When I think of Todd Haynes I don't necessarily think "family friendly" or "kiddie" anything, and he seems far more interested in bringing to life the roaring '20s and '70s in a way that mirrors the periods' cinematic styles. The earlier piece is set in gorgeous black & white, done completely without dialogue like a silent movie. The latter, set fifty years later, features an array of over-saturated browns and oranges, jazzed up by Carter Burwell's popping score. It's Burwell who proves the master storyteller here, even moreso than Haynes, giving each era its own distinct feel while necessarily moving the plot forward. See, the two protagonists, Ben (Oakes Fegley), and Rose (Millicent Simmonds), are deaf, putting an extra burden on Burwell's score to communicate feelings and the passage of time.

While set decades apart, it's inevitable that Ben and Rose's stories will intersect at some crucial juncture. Ben is a small-town kid from Minnesota, whose mother (Michelle Williams) has promised to tell him the identity of his father, but she died in a tragic accident and now he lives with an aunt. That is until a twist of fate takes away his hearing, and in a fit runs off to New York City to investigate clue to his father's whereabouts. Fifty years earlier we get the story of Rose, a deaf girl from Hoboken, New Jersey who runs away to Manhattan to find her idol, an actress played by Julianne Moore.

The film leaps between both stories haphazardly, attempting to draw parallels between Rose and Ben's experiences. Haynes struggles to find a narrative to connect us with either child, and it doesn't help that their deafness leads to dull, drawn-out scenes with characters writing on notepads, or having simple misunderstandings. Everything feels just out of step for too long, and there's a distinct lack of mystery and awe for a film that teases an otherwordly connection. Things settle just as Haynes finally begins to discover that childlike spirit we've been hoping for. Haynes finds it in a museum, where so many of us created unforgettable memories as children. Both Ben and Rose have some of their greatest adventures within a museum's halls, and in artifact-filled "cabinets of wonder", large rooms where any number of curiosities could be found.
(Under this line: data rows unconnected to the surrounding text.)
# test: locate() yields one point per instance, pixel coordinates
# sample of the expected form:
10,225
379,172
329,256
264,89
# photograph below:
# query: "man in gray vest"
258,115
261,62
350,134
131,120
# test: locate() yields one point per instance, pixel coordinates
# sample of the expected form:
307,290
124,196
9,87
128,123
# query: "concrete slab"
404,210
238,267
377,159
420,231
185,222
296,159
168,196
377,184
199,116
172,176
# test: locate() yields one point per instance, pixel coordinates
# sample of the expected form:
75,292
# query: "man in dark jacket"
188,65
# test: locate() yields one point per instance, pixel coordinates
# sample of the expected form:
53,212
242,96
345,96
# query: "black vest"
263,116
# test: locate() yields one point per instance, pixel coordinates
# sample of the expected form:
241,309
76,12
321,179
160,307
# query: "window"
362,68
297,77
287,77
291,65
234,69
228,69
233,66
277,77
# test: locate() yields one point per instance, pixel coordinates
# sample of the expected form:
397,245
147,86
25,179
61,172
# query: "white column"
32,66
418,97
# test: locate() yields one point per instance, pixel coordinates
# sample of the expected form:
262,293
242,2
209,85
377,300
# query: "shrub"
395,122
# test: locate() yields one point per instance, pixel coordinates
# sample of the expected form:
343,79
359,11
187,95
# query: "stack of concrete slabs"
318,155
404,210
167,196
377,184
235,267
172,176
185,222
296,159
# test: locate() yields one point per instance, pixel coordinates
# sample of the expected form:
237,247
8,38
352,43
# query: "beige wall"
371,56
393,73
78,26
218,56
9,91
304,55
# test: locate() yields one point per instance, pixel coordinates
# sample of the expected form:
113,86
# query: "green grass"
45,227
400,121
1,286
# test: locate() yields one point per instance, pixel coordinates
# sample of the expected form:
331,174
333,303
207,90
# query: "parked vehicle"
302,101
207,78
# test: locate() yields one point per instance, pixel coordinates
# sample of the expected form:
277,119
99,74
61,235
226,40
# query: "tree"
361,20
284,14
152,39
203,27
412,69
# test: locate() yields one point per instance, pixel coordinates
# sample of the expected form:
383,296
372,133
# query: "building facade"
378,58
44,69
As Haynes begins to find his groove, so do his young stars. Simmonds, a deaf actress in her feature debut, is the breakout here in a more demanding role. Her unique face and natural expressiveness are easy to watch and lend authencity to the 1920s segments, in which she works alongside multiple deaf actors. Fegley, who was most notably seen in Disney's Pete's Dragon remake before this, is solid his affliction is too often used as a plot contrivance. Moore, who takes on two small but pivotal roles, continues to cement herself as Haynes' muse. The Far from Heaven and Safe star is, as always, the glue that holds Haynes' films together.

Wonderstruck is an immaculately designed ode to classic cinema, and those with an appreciation for such things will find much to admire. Just don't expect to be struck by wonder.